ISM2019 (Microscopy)

PROBING NUCLEAR ORGANIZATION IN LIVING CELLS WITH GENETICALLY ENCODED SUPRAMOLECULAR PROTEIN ASSEMBLIES


Arina Dalaloyan 1 Shuji Fujii 2 Yael Roichman 3 Michael Elbaum 1
1Chemical and Biological Physics, Weizmann Institute of Science, Rehovot, Israel
2Division of Applied physics, Hokkaido university, Sapporo, Japan
3Faculty of exact sciences, Tel Aviv University, Tel Aviv, Israel

Unraveling chromosome organization and dynamics is fundamental for understanding the functional architecture of the cell nucleus. On one hand the nuclear volume is quite small and packed with DNA, and on the other hand it has to be sufficiently sparse to allow fast diffusion of RNA and proteins in the nucleoplasm. New experimental approaches are emerging to monitor nuclear structure and chromosome dynamics in living cells. We take advantage of genetically encoded supramolecular protein assemblies (SMPA) as intra-nuclear tracers. Based on ferritin fused to a fluorescent protein with inducible dimerization (1), intricate percolating structures reveal the domains of low density within the chromatin.
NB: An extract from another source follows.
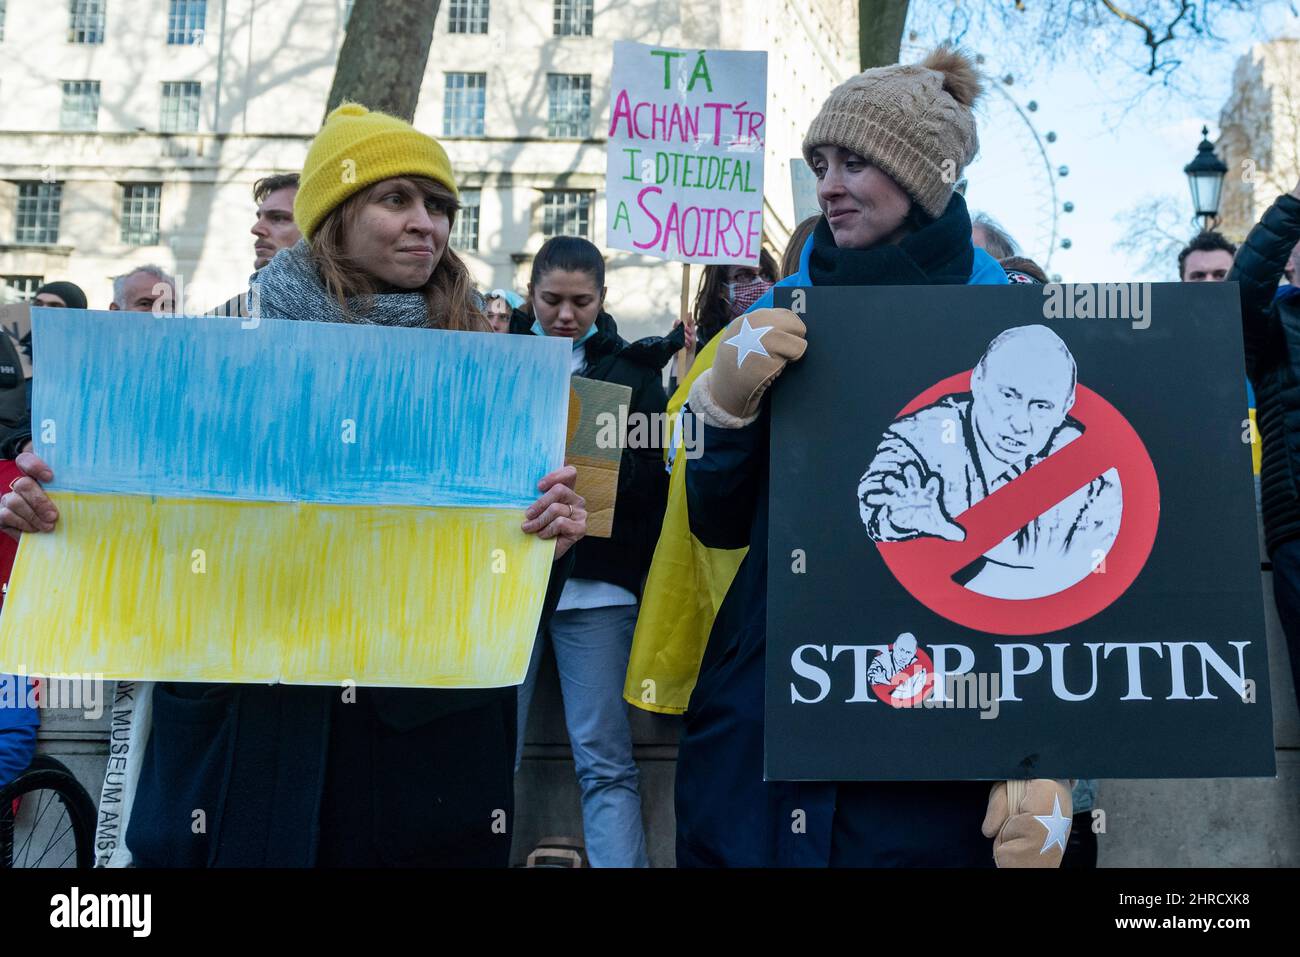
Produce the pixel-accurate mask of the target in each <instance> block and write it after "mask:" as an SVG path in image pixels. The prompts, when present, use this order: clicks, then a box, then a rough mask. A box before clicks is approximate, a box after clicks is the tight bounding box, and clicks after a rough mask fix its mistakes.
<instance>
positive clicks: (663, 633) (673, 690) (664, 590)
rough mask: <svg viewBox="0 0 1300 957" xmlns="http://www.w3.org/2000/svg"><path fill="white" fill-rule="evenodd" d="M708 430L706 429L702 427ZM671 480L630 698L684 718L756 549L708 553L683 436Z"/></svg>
mask: <svg viewBox="0 0 1300 957" xmlns="http://www.w3.org/2000/svg"><path fill="white" fill-rule="evenodd" d="M722 338H723V337H722V334H718V335H715V337H714V338H712V339H711V341H710V342H708V345H707V346H705V348H703V350H702V351H701V352H699V355H698V356H697V358H695V364H694V365H692V367H690V372H689V373H688V374H686V378H685V380H682V382H681V385H679V386H677V391H675V393H673V394H672V398H671V399H669V400H668V421H671V423H676V421H679V416H680V415H681V407H682V406H685V404H686V395H688V394H689V393H690V384H692V382H694V381H695V380H697V378H698V377H699V376H701V373H702V372H703V371H705V369H707V368H708V367H710V365H712V364H714V356H715V355H716V354H718V343H719V342H722ZM701 428H702V426H701ZM676 445H677V451H676V456H675V458H673V462H672V479H671V480H669V482H668V508H667V511H666V512H664V519H663V529H662V531H660V532H659V544H658V545H656V546H655V550H654V560H653V562H651V564H650V576H649V577H647V579H646V588H645V593H643V596H642V598H641V614H640V615H638V616H637V631H636V636H634V637H633V640H632V655H630V658H629V659H628V676H627V681H625V684H624V687H623V697H624V700H625V701H628V703H632V705H636V706H637V707H640V709H642V710H645V711H656V713H659V714H681V713H682V711H685V710H686V703H688V702H689V701H690V692H692V690H693V689H694V687H695V679H697V677H698V675H699V662H701V661H702V659H703V657H705V646H706V645H707V644H708V632H710V631H711V629H712V627H714V618H715V616H716V615H718V609H719V607H720V606H722V603H723V598H724V597H725V596H727V589H729V588H731V584H732V580H733V579H735V577H736V572H737V571H738V570H740V563H741V560H742V559H744V558H745V553H746V551H748V549H708V547H705V546H703V545H701V544H699V540H698V538H695V537H694V536H693V534H692V533H690V520H689V518H688V515H686V455H685V451H686V450H685V449H684V447H682V445H681V438H680V434H679V436H677V438H676Z"/></svg>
Isolated SMPA show a characteristic pattern of diffusion that suggests entrapment within an unusual gel: strongly sub-diffusive scaling at short times but normal scaling at times exceeding about 10 sec. This can be interpreted as a time scale for loss of correlation in movements of the chromatin medium itself.

1. Bellapadrona G, Elbaum M (2016) Design of a Redox-Sensitive Supramolecular Protein Assembly System Operating in Live Cells. Nano Lett 16(10):6231–6235.